2. Il diritto al risarcimento si prescrive in tre anni, ovvero nel più lungo periodo per il risarcimento del danno alla persona previsto dalle disposizioni che regolano i servizi compresi nel pacchetto, a decorrere dalla data del rientro del viaggiatore nel luogo di partenza.
(1) Articolo così sostituito dall’ art. 1, comma 1, D.Lgs. 21 maggio 2018, n. 62, che ha sostituito il Capo I, a decorrere dal 1° luglio 2018 e con applicabilità ai contratti conclusi a decorrere da tale data, ai sensi di quanto disposto dall’ art. 3, comma 1, del medesimo D.Lgs. n. 62/2018.
L’art. 46 si occupa di disciplinare l’ormai notissimo “danno da vacanza rovinata”, qualificato come un danno collegato al tempo di vacanza inutilmente trascorso ed all’irripetibilità dell’occasione perduta e configurabile quando l’inadempimento dei servizi che compongono il pacchetto turistico non sia “di scarsa importanza” nell’accezione vista nel commento dell’art. 42.
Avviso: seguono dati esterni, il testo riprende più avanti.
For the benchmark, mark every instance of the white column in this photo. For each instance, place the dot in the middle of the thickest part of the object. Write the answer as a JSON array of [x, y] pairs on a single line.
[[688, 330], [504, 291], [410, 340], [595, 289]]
La prescrizione è stabilita in tre anni, fatto salvo un eventuale periodo più lungo, se correlato ad un danno alla persona.
Qualche considerazione: in primo luogo, il danno da vacanza rovinata si può configurare come una voce di danno distinta ed autonoma rispetto al risarcimento danni “puro” (di cui all’art. 43): in caso di inadempimento grave, il viaggiatore potrà quindi ottenere il rimborso dei danni economici patiti (spese aggiuntive e non previste, danni a cose o persone) ed il risarcimento del danno legato a quel tempo di vacanza inutilmente trascorso, a causa dell’inadempimento dell’organizzatore.
In secondo luogo, possiamo escludere, in forza del richiamo all’art. 1455 c.c., che il risarcimento del danno da vacanza rovinata possa essere riconosciuto nel caso in cui l’inadempimento sia di scarsa importanza o legato ad elementi futili.
La giurisprudenza in tema di danno da vacanza rovinata si è ormai fatta amplissima.
Per non dilungarci qui eccessivamente, possiamo ricordare che il danno da vacanza rovinata è ormai pacificamente ritenuto uno dei danni “non patrimoniali” risarcibili, ai sensi dell’art. 2059 del codice civile.
Cosa significa? Significa che il danno da vacanza rovinata è risarcibile come “danno morale”, ovvero come danno che non ha provocato una perdita economica in sé, ma un patimento, uno stress psicofisico o, meglio, come dice lo stesso codice del turismo, come un danno collegato al tempo di vacanza inutilmente trascorso ed all’irripetibilità dell’occasione perduta.
Ogni caso, quindi, andrà valutato a sé, tenendo sempre in considerazione che sarà onere del viaggiatore dimostrare che l’inadempimento del tour operator (camera sporca, bagagli smarriti, servizi non fruiti, pasti immangiabili) è stato tale da poter essere definito “di non scarsa importanza” e di grave pregiudizio per il sereno godimento della vacanza.